Endocrinology patients tend to have chronic illnesses that require lifelong care. Furthermore, many endocrine conditions evolve, so appropriate treatment approaches can change over time as well.
Coordinating the transition from pediatric to adult endocrine care is thus incredibly important, both for maintaining continuity and quality of care as well as reducing complications.
For example, a growing body of literature shows that pediatric type 1 diabetes patients who are lost to follow-up in adulthood tend to have more ER visits, more hospitalizations and worsening complications for their diabetes than those who make successful transitions.
A More Integrated Patient Care Experience
In April 2019, Courtney N. Sandler, MD, MPH, founded the Brigham and Women’s Endocrine Transition Care Clinic to provide care to young adults transitioning from pediatric care to adult care. Dr. Sandler described the clinic as a “care coordination network for doctors who are established in our system.” Participating Brigham endocrinologists see patients at the main hospital in Boston as well as three other locations.
The Boston Children’s Hospital’s endocrine program, one of the largest in the nation, is the primary referral source for the Endocrine Transition Care Clinic. The Brigham previously had no organized transition program serving young adults with endocrine disorders.
“Even though our two tertiary health care systems are close by, [the endocrine programs] haven’t traditionally been connected through patients or medical records,” said Dr. Sandler, who directs the Brigham’s clinic. “We’re creating an opportunity for the two institutions to come together to facilitate patient care.”
Dr. Sandler stressed that the clinic will also accept patients from other hospitals and private practices. “Our aim is to provide a seamless transition to adult endocrinology, no matter where patients are coming from,” she said.
Generating Insights for Quality Improvement
A long-term objective for Dr.

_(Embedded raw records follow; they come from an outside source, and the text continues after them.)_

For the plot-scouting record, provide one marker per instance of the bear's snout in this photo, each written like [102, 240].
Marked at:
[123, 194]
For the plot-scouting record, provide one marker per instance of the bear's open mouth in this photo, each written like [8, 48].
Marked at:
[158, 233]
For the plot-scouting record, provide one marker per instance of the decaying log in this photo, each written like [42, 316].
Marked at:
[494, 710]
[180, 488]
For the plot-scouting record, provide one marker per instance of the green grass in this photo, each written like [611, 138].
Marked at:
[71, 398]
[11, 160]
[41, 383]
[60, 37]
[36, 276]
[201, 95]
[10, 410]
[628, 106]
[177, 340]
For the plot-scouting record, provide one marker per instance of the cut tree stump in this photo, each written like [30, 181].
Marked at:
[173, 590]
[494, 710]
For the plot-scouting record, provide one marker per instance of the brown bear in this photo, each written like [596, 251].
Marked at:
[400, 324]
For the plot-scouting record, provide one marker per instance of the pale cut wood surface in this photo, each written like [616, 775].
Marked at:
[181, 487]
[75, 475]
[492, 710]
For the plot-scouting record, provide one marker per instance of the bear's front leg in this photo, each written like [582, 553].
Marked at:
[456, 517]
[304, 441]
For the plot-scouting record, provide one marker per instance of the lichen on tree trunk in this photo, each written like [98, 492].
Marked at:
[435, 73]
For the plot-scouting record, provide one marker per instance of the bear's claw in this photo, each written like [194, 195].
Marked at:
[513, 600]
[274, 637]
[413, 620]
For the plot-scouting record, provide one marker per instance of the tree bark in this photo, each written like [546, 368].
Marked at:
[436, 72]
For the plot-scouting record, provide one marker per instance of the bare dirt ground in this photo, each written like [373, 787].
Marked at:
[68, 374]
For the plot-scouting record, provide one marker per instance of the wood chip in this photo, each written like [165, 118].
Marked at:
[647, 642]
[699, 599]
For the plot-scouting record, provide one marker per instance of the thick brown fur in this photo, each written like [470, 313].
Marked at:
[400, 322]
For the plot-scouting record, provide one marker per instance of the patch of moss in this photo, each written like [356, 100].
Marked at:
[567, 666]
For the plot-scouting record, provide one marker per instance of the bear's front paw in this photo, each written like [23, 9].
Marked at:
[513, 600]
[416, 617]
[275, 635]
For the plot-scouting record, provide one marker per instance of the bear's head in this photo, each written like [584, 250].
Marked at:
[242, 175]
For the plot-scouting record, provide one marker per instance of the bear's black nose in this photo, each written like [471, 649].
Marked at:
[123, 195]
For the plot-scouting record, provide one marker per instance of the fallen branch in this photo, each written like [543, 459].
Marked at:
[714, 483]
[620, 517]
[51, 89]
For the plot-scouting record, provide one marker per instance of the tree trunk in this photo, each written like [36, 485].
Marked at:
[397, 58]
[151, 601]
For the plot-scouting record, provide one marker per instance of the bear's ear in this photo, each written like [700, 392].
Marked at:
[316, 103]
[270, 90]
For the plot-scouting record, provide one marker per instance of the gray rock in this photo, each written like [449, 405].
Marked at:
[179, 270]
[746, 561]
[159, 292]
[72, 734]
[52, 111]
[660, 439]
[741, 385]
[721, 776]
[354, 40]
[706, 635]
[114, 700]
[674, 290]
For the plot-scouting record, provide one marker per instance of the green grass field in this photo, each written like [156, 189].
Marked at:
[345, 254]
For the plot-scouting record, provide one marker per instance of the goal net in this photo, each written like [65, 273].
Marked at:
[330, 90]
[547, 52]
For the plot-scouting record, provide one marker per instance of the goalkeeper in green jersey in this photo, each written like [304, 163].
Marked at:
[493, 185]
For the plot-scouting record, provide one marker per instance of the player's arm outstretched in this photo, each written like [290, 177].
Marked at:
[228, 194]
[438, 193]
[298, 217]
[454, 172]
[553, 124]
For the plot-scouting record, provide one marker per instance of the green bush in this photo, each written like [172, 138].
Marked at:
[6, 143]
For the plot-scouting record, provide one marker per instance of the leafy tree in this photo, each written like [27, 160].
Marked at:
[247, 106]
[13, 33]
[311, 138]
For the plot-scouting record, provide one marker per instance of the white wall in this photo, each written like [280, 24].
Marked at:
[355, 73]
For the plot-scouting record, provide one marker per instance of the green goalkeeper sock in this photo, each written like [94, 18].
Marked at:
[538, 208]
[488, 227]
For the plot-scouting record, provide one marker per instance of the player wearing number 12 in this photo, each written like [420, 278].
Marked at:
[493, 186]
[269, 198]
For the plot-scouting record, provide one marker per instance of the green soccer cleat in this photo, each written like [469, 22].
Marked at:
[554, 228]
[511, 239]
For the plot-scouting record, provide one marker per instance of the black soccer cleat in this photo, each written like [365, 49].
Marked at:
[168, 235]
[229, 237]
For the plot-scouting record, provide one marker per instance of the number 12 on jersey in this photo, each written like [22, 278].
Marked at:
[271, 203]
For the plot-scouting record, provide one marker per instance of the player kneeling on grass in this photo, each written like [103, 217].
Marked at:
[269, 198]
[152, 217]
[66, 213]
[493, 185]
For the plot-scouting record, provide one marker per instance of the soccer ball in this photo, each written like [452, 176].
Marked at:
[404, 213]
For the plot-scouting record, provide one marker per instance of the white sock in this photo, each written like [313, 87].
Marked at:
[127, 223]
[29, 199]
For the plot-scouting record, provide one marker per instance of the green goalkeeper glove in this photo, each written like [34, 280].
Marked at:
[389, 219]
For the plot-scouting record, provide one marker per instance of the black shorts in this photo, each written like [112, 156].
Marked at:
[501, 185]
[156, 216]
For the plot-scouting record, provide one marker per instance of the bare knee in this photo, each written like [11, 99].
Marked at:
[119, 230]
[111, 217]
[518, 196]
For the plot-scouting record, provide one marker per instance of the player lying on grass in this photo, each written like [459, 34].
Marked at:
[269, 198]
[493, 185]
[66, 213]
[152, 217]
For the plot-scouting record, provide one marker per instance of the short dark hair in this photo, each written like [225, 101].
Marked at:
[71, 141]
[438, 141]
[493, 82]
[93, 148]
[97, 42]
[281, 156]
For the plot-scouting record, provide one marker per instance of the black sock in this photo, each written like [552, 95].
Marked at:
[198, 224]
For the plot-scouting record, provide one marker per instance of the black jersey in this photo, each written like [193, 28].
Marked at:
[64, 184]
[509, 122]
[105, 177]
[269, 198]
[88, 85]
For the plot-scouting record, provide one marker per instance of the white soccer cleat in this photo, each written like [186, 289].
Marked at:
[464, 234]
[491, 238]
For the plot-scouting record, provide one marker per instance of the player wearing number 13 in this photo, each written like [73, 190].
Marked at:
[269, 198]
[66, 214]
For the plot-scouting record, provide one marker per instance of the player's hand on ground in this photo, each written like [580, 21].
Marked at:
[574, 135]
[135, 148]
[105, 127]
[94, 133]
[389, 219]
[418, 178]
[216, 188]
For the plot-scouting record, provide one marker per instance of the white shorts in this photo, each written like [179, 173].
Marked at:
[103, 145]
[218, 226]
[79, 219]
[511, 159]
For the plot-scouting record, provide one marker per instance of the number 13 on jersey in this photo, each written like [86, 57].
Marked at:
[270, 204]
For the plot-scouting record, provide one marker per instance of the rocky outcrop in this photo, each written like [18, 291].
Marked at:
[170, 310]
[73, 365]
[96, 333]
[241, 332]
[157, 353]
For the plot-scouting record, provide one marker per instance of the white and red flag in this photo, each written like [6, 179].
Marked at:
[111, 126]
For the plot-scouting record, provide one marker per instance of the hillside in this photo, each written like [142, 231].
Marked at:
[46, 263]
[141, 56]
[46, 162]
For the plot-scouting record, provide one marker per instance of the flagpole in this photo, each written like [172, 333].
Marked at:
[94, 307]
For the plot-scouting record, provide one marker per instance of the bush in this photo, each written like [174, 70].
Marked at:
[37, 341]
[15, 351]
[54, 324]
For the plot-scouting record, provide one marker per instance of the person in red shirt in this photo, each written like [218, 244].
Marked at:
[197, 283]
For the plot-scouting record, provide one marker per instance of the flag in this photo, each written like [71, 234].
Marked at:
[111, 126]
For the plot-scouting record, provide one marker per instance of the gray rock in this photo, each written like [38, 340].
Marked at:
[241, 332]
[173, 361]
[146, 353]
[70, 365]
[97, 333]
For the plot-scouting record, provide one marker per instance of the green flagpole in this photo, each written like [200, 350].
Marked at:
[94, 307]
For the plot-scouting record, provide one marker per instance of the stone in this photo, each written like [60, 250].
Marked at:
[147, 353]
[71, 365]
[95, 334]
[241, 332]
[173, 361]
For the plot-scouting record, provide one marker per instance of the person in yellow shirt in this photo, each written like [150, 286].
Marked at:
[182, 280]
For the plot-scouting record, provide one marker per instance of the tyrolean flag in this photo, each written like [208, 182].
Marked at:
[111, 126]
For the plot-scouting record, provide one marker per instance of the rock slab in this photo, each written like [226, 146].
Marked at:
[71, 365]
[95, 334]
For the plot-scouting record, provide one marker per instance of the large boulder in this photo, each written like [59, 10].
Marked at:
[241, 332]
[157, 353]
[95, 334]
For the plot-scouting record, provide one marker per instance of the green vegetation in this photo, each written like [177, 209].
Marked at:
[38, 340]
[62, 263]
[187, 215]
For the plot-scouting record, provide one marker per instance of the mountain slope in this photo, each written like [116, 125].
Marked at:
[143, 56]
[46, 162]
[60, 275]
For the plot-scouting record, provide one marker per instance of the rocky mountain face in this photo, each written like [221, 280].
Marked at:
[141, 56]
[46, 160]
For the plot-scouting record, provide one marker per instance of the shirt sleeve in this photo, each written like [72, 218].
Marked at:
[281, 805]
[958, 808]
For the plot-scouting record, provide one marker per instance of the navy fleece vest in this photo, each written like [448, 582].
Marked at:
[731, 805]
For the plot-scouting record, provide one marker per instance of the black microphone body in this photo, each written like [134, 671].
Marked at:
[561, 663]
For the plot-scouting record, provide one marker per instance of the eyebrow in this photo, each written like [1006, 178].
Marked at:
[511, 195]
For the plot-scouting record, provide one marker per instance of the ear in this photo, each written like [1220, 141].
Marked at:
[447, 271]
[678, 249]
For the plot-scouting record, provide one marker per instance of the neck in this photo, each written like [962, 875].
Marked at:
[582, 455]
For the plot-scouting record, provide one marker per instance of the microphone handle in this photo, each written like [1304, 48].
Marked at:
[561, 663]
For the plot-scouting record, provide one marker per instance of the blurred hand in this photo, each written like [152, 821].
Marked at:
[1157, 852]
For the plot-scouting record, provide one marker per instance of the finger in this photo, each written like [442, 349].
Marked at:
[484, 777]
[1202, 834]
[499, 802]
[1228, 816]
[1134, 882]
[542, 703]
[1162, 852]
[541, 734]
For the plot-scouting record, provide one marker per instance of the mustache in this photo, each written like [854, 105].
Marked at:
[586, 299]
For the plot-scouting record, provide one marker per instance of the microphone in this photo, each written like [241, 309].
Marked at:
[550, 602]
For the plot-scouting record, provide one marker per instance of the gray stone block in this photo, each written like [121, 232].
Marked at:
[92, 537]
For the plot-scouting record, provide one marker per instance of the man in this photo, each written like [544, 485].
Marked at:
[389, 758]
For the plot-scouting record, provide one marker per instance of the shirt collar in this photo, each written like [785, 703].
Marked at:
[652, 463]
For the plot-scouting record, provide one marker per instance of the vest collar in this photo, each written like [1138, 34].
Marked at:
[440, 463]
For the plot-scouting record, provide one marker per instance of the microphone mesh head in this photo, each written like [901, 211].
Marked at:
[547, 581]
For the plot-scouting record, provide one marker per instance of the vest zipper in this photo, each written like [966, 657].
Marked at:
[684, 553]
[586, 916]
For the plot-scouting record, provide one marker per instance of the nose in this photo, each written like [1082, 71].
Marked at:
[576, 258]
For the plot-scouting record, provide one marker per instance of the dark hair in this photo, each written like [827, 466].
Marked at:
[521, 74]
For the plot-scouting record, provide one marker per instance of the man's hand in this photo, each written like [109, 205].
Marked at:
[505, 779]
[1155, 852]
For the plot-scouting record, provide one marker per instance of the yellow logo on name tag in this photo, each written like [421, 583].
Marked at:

Sandler is to establish a registry of transition patients to understand their health care usage patterns and clinical outcomes. She hopes this data will serve as a valuable source of research that informs quality-improvement efforts at the Brigham and in other transition programs.
A more immediate goal is to educate pediatric and adult providers on supporting an appropriate transition for young adults with complex illness. For example, Dr. Sandler has been involved in several review articles and will soon be speaking on transition of care at a conference for pediatric endocrinology providers.
“The literature on the transition of care shows that when it’s not planned and done thoughtfully, it isn’t successful. Patients either fall through the cracks or aren’t prepared when they come to adult care,” she said. “We want to educate providers on both sides of the transition so that the process is well-planned. When the time comes, we want patients to feel ready and know specifically where to go to continue receiving quality care.”
“If we don’t educate providers, they may not be equipped to care for patients and families. And that may prevent patients from continuing to seek care in the future,” added Dr. Sandler.